The Russian-born Canadian piano teacher and composer, Boris Berlin, studied at the Sebastopol Conservatory, at the Conservatoire de Genève from 1923 to 1925, and with Mark Hambourg and Leonid Kreutzer at the Berlin Hochschule für Musik. Although he began his career as a pianist, performing in Germany and Switzerland, he soon concentrated on piano pedagogy. While visiting Canada in 1925 he toured Ontario in a concert trio and held a position as piano teacher From 1925 to 1927 at the Hambourg Conservatory. He began teaching at the TCM (RCMT) in 1928 and at the University of Toronto in 1970. He became naturalized Canadian in 1931
Disturbed by the lack of Canadian material for music students, Boris Berlin wrote over 20 pedagogical works, beginning with The Modern Piano Student (Harris 1930), the first of a number of collaborations with Ernest MacMillan.
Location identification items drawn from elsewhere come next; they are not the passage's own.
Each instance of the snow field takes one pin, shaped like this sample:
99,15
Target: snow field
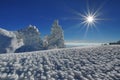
90,63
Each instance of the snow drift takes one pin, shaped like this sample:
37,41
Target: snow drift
91,63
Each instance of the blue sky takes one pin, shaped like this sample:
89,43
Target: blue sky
17,14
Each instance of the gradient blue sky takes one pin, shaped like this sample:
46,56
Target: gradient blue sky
17,14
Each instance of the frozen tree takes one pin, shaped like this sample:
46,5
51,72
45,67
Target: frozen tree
31,39
56,38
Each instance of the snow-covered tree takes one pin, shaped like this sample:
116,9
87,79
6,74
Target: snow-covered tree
31,39
56,38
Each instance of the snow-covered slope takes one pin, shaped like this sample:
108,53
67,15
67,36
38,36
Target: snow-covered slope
87,63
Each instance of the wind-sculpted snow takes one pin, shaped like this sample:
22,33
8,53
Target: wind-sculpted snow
90,63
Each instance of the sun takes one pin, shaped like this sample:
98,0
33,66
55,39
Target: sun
90,19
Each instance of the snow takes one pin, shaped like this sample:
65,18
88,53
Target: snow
80,63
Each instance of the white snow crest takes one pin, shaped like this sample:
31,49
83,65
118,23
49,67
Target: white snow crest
91,63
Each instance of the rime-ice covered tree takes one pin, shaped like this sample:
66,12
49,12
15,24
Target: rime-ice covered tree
56,38
31,39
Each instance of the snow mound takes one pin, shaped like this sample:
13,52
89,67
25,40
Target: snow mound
91,63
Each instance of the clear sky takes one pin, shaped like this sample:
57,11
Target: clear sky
17,14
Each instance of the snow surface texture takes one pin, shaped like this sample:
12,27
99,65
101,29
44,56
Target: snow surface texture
87,63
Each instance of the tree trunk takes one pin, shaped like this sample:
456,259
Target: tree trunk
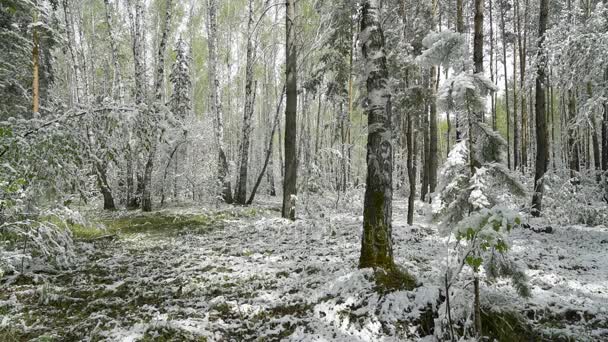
241,192
376,243
35,70
459,29
605,125
504,62
542,150
573,144
291,157
268,158
116,79
515,116
216,104
104,187
146,200
493,99
433,151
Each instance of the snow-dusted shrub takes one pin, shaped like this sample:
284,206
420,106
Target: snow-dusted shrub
474,205
46,240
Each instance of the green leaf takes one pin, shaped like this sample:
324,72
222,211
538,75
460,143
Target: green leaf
474,262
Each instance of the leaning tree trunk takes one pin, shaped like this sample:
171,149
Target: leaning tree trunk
215,102
542,150
291,157
104,187
146,198
504,63
116,80
605,118
376,242
605,126
35,70
241,191
478,61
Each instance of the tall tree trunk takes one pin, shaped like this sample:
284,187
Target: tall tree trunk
504,63
493,99
426,148
117,92
605,124
146,199
594,139
478,61
216,102
573,143
104,187
515,116
291,157
433,149
36,64
459,29
522,43
376,243
71,38
542,150
241,192
268,159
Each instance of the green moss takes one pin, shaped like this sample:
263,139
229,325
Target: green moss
166,334
9,334
394,278
506,326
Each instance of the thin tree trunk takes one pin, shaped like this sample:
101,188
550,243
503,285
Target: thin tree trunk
241,192
504,62
291,157
376,243
515,116
146,199
573,144
433,150
216,102
116,79
268,157
36,64
542,151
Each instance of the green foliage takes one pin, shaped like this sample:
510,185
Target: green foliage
485,233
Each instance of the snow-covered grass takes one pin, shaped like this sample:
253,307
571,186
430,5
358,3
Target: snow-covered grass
237,274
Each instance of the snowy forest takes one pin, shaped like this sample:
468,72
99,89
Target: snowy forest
304,170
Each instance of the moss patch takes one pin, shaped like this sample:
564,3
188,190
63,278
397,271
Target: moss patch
393,279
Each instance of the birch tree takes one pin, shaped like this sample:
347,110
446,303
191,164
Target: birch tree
542,153
215,102
146,200
291,105
376,243
241,190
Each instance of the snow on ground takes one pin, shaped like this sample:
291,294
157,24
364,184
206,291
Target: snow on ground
250,275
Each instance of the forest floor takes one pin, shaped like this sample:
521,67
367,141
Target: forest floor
229,273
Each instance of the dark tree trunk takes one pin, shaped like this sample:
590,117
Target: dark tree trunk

Other widely used manuals and teaching pieces were published by Boosey & Hawkes, Harris, Heintzman, Jarman, and Thompson in Canada, and by other publishers in England and the USSR. These include 20 Lessons in Ear Training (with MacMillan, Harris 1939), the eight-volume Four Star Series in Sight Reading (Harris 1939-55), and the ABC of Piano Playing (Harris 1941, rev edn 1983-5; also issued in the first French edition as L'ABC du Piano under the pseudonym René Saint-Jean). Some of his pieces were published under the pseudonym Lawrence London. Berlin gave workshops for teachers and, with Warren Mould, prepared a teachers' manual, Basics of Ear Training (Toronto 1968), published in a translation by Juliette Milette as Rythme et son (Toronto 1969). Milette also translated Berlin's Keys to Music Rudiments (Principes élémentaires de la musique), both published in Toronto in 1968. His more than 200 publications comprised pieces for children, compilations, and pedagogical materials, including the seven-volume series Ear Training for Practical Examinations in collaboration with Andrew Markow (Harris 1989). Claude Champagne was another of Berlin's collaborators. Berlin's books have sold over 4 million copies. His pupils included Louis Applebaum, Dorothy Sandler-Glick, Gwen Beamish MacMillan, Keith MacMillan, Bernadene Blaha, Andrew Markow, Adrienne Shannon, Christina Petrowska, Geraldine Schuster-Leder, Peter C. Simon, Lydia Wong, and the jazz pianists Rudy Toth and Norman Amadio. Berlin also served as examiner, lecturer, and festival adjudicator.
On April 6, 1990 Boris Berlin was honoured by the RCMT with the title 'Heritage Teacher.' He received the Order of Ontario in 1992, as well as the Canada 125 award. In 2000 Berlin was made an Officer of the Order of Canada; he passed away before the ceremony could be held. The citation read, "Known as the teacher of teachers, he profoundly influenced musical instruction in our country. Having taught some of Canada's most illustrious musicians, he was known for his extensive contribution to pedagogical material and for his piano pieces for young performers."